Autonomous UAV Control and Mapping in Cluttered Outdoor Environments – Update 1

Published: 11/08/2017  

Last Updated: 11/08/2017

By Bruna Pearson

Autonomous and intelligent flight under the canopy of densely forested areas is a challenging problem yet to be addressed. It consists of giving, to an unmanned aerial vehicle (UAV), the ability to decide which is the best flight route to be taken in an unseen environment. This decision is achieved by processing, frame-by-frame, the RGB image captured by the forward-facing camera.

The capability to perform autonomous and intelligent flights under the canopy are crucial for activities such as Search and Rescue (SaR) missions [1], visual exploration of disaster areas [2], [3], aerial reconnaissance and surveillance [4], [5], and assessment of forest structure [6], [7] or riverscape [8].

Currently, we are investigating the use of Deep Learning (DL) to teach the algorithm to recognize trails and possible obstacles. Our main challenges are the variance in luminance and environmental conditions that are usually present in unstructured environments such as densely forested areas (Figure 1).

Deep learning is a subset of Machine Learning (ML) methodologies[9], which aims to simulate the way a human brain processes and learns new information [9]–[11]. Usually, ML algorithms have input and output layers, whereby raw data can be transformed prior to being fed to the input layer. In contrast, DL algorithms may have one or more hidden layers between the input and output layers. Due to this, the algorithm is expected to extract features from the raw sensory information in multiple levels and without any preprocessing or filtering of the raw data [11].  As a result, high quality features are learned autonomously and efficiently [12].

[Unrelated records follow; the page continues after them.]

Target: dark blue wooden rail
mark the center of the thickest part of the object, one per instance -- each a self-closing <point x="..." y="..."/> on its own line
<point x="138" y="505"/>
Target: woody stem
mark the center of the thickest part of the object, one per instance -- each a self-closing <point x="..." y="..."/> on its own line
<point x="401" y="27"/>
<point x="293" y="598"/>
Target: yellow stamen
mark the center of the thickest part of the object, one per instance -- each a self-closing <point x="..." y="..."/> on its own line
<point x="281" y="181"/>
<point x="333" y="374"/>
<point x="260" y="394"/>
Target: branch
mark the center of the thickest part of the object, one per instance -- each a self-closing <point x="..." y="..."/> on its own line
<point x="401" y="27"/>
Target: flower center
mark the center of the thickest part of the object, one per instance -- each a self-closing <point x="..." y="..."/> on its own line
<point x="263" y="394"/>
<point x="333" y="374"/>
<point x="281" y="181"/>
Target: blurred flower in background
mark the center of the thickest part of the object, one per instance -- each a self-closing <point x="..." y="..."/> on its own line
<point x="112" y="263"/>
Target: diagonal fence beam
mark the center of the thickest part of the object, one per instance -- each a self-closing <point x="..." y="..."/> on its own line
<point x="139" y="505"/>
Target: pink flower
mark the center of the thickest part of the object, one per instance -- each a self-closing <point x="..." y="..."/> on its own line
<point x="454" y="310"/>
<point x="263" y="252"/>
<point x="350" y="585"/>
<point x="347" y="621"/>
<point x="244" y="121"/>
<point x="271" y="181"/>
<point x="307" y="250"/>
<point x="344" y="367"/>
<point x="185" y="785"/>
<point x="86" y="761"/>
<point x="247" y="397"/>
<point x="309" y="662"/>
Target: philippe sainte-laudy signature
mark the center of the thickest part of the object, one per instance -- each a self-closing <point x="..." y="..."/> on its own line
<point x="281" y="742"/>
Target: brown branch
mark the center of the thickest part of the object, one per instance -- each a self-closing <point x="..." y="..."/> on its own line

Deep learning algorithms can be modeled as feed-forward or as recurrent neural networks. The former has no feedback connections, meaning no data is used to feedback to the model, while the latter includes feedback connections [12].

Feed-Forward Neural Networks (FFNN) consist of a significantly large number of processing units, also know as nodes, which are organized into layers. Each unit present in a layer is also connected to another unit from the previous layer. Typically, the memory model is simplistic, storing only the hierarchical features set (weights) and a few other parameters [13]. FFNN may share the same weight value or have different ones. Either way, the input data moves through the network, layer by layer, classifying the data and accumulating knowledge until it derives the output in the final layer [13].

The most common type of FFNN is the Convolutional Neural Network (CNN) due to its well-adaptable structure for image classification [13]. Originated in early 1990s with the development of LeNet, over the years due to advancements in computing power a growing number of CNN variants became available, such as: AlexNet (2012) [14], ZFNet(2013) [15], GoogleNet (2014)[16], VGGNet(2014), amongst others. Not surprisingly CNNs are also the most implemented model to train UAV control systems [17].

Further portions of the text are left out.